Innovations technologiques, entrepreneuriat et marchés financiers
en Gaule avant César.

Un volume de 22,5 x 14cm, 190 pages, 32 figures et tableaux.

Mon avis :

Mon coup de cœur ♡ 2019 ♡ - ça parle de Marx, d'économie, de permaculture, de biodynamie, de gauloiseries et même un peu de numismatique ; on apprend des milliards de choses (au moins des centaines). On ressort du livre beaucoup plus cultivé (surtout un peu moins con) et on a une seule envie : le recommencer. Bref c'est génial, il en reste encore quelques-uns (dédicace possible lors de la commande) - Le cadeau de noël idéal !

Dédicace possible sur demande mais expédition plus longue.

jmceltes

Fiche technique

Thème
Celtes
Divers

Extrait ©

La notion de « civilisation protohistorique », littéralement « qui vient avant l’Histoire », est un terme traditionnellement appliqué aux cultures préromaines d’Europe tempérée. Il implique sémantiquement l’existence de sources historiques écrites ‒ sinon on parlerait de préhistoire ‒, mais d’origine exogène plutôt que locale, et de toute façon incomplètes. Il leur manque en effet une dimension, celle de la mémoire factuelle, caractérisée par l’existence d’annales et de données socio-économiques. C’est le cas d’une bonne partie de l’Europe nord-orientale et septentrionale avant l’An Mil.
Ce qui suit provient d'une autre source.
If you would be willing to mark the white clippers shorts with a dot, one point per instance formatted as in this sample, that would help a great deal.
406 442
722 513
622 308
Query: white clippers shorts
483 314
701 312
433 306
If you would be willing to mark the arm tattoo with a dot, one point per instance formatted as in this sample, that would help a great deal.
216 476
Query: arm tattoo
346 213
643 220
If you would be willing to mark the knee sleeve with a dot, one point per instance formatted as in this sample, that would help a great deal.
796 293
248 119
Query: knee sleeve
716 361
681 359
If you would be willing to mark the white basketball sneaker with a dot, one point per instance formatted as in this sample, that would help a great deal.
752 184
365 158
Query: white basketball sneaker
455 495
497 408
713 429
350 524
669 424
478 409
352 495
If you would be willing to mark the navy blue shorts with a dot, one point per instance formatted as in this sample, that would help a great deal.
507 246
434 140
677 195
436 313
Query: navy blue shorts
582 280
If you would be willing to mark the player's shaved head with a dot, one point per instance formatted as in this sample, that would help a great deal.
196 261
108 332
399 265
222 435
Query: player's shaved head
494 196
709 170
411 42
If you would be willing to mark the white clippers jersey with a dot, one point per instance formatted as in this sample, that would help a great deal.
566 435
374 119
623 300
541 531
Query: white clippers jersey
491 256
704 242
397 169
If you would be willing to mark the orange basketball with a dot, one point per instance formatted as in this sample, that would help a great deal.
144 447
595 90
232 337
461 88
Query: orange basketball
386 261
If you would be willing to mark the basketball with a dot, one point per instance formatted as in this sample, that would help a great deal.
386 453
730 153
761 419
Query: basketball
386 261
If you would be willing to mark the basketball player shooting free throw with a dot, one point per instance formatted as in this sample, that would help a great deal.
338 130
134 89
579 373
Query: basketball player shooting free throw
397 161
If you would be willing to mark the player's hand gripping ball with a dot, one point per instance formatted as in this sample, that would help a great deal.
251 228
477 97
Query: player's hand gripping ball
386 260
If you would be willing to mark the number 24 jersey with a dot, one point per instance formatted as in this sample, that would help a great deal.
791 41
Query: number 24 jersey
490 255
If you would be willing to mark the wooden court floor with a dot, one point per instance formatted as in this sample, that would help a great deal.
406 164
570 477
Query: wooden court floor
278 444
Certains puristes estiment même qu’il faut attendre beaucoup plus tard, à savoir l’apparition de données économiques quantifiables, pour sortir définitivement de la « proto-histoire ».

Le temps, que l’on peut sans doute ici écrire avec un T majuscule, a fait disparaître à jamais toutes les archives écrites constituées par « nos ancêtres les Gaulois ». Pourtant, l’historien a souvent tendance à surinterpréter les affirmations des Anciens à propos de l’absence de tradition écrite chez les Celtes : l’interdit de fossiliser des mots sur un support physique concernait, à dire vrai, les textes à valeur religieuse, et eux seuls. Les archives économiques ont bel et bien existé ; la présence de tablettes en bois et de styles à écrire est du reste documentée chez les Celtes grâce aux découvertes archéologiques.

Les rares graffitis retrouvés sur des objets métalliques d’origine septentrionale ‒ on pense par exemple au torque en or de Mailly-le-Camp, mentionnant le peuple des Niotobroges ‒ montrent que certains Gaulois du nord pratiquaient couramment, grâce aux caractères grecs, l’écriture cursive dont ils maîtrisaient parfaitement la technique. L’historien grec Diodore de Sicile, contemporain de César et d’Auguste, parlant de la croyance des Celtes à la réincarnation des âmes, rapporte qu’ils tentent d’entrer en contact épistolaire avec l’Au-delà. Il écrivait : « aussi jettent-ils dans les bûchers funéraires des lettres pour les défunts » (Diod. Sic., V, 24). Nous verrons aussi qu’il existe la mention de contrats commerciaux très élaborés, impliquant des droits et devoirs réciproques, liant des Celtes à des Italiens, et ce un siècle avant César. Ou encore que les traités entre marchands de la région de Marseille étaient rédigés en grec.

Il est difficile dès lors d’imaginer l’absence quasi totale aussi bien d’archives économiques que d’Annales historiques chez les Celtes, d’autant que César, parlant des documents saisis dans le camp des Helvètes après leur défaite, utilise à deux reprises le terme latin tabula, sur lequel je reviendrai en détail plus loin. Or, chez Cicéron, les tabulae publicae sont les registres officiels, autrement dit les archives d’État.